Gianni jerked as if slapped. An ugly look washed across his attractive face.
“You must have dropped it somewhere,” he said. “I keep telling you it wasn’t me.”
It absolutely was him. I had witnessed it.
I took my guardian angel role seriously.
“First, you’re spying on my texts, and now you’re accusing me of taking your money. Why you gotta have such trust issues?” Gianni huffed out a breath, threading his fingers into his hair, tilting his head upward.
We locked eyes, Gianni and I—his two to my one.
Gianni flinched backward with a loud yelp.
Blast.
I instantly pulled myself back through the wall and into the stairwell. Trust Gianni to break with convention and look up.
“An eye! There was an eye in the wall!” Gianni screeched like a little girl, his voice carrying through the shut door.
A shuffling sound.
“Seriously? There’s nothing there.”
“I swear! It was right there!”
“Whatever, Gianni. Walls don’t have eyes. Stop being so dramatic.” Chiara’s tone was all irritation.
“It was there! I’m telling you!”
Keys jingled in the lock.
“I’m not up for dealing with this. Have fun with your ex. Ciao, Gianni.”
The door swung open. I pressed myself into the space behind it, not wanting the wood to pass through me.
“Wait!” Gianni yelled. “Chiara—”
Chiara slammed the door shut. Gianni continued to call her name, pounding on the door.
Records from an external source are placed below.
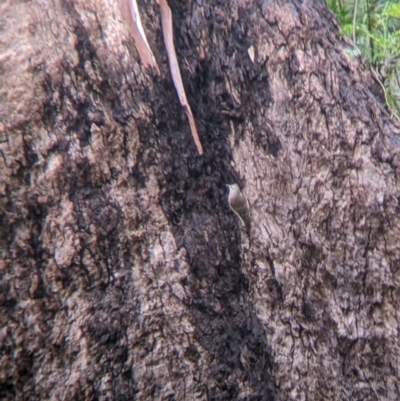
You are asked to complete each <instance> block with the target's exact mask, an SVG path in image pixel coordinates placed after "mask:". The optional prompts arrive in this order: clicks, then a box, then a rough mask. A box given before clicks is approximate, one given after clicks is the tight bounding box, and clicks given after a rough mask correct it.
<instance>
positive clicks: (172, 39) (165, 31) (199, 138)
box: [159, 0, 203, 155]
mask: <svg viewBox="0 0 400 401" xmlns="http://www.w3.org/2000/svg"><path fill="white" fill-rule="evenodd" d="M159 4H160V9H161V22H162V27H163V33H164V42H165V47H166V48H167V53H168V61H169V67H170V69H171V75H172V80H173V81H174V85H175V89H176V91H177V93H178V97H179V101H180V102H181V105H182V106H183V108H184V110H185V113H186V115H187V116H188V119H189V124H190V130H191V131H192V135H193V139H194V142H195V143H196V146H197V150H198V152H199V154H200V155H202V154H203V147H202V146H201V142H200V138H199V135H198V133H197V128H196V123H195V121H194V117H193V114H192V110H191V109H190V105H189V103H188V101H187V98H186V93H185V88H184V87H183V82H182V77H181V73H180V70H179V64H178V60H177V58H176V52H175V47H174V36H173V32H172V14H171V9H170V8H169V6H168V3H167V1H166V0H159Z"/></svg>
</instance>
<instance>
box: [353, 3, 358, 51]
mask: <svg viewBox="0 0 400 401" xmlns="http://www.w3.org/2000/svg"><path fill="white" fill-rule="evenodd" d="M357 8H358V0H356V1H355V2H354V13H353V43H354V46H356V19H357Z"/></svg>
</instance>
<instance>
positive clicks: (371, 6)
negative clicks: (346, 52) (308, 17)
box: [327, 0, 400, 117]
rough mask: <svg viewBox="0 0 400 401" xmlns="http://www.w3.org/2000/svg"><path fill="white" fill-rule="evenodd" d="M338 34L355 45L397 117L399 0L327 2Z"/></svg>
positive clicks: (399, 67)
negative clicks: (332, 17) (382, 85)
mask: <svg viewBox="0 0 400 401" xmlns="http://www.w3.org/2000/svg"><path fill="white" fill-rule="evenodd" d="M327 4H328V6H329V7H330V9H331V10H332V11H333V12H334V13H335V14H336V15H337V17H338V21H339V24H340V26H341V32H342V34H343V35H345V36H347V37H348V38H349V39H351V40H352V41H353V43H354V46H355V47H356V48H358V49H359V51H360V52H361V53H362V55H363V56H364V57H365V59H366V60H367V62H368V63H369V65H370V66H371V68H373V69H374V70H375V71H376V73H377V75H378V77H379V79H380V80H381V82H382V85H383V87H384V88H385V91H386V100H387V103H388V105H389V108H390V109H391V111H392V113H393V114H395V115H396V116H397V117H398V116H399V115H400V0H396V1H395V0H327Z"/></svg>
She whirled and stared up at me, that toe tapping again. As her shoes were a glossy cherry red and her heels a solid four inches high, the toe tapping was hard to miss.
It matched the restless, jittery energy banding my chest.
Chiara shook her head, the motion more resigned than angry.Resignedwas not a common emotion for her. She tended to prefer frustration, irritation and annoyance where I was concerned.
Alarm bells sounded in my mind.
She jabbed a finger at me, pointed it at herself and then nodded toward the ceiling.
You. Me. Upstairs. Now.
Chiara was a skilled conversationalist. And clearly not amused (again) by my self-appointed, guardian angel-ship.
I had a feeling I was in for a lengthy, not altogether unjustified scold.
She turned and went up the stairs, shoes clicking on the stone. I trudged along behind her—silently, of course—staring at her spiky heels all the way. Even though I had no mass as a ghost, I still had to propel myself forward or upwards through space.
I also wasn’t worried about anyone in the apartment building seeing me. The entire palazzo belonged to the D’Angelo family—Chiara, her triplet older brothers, her mother and grandmother—and they all knew me and my story. This palazzo was a place of refuge.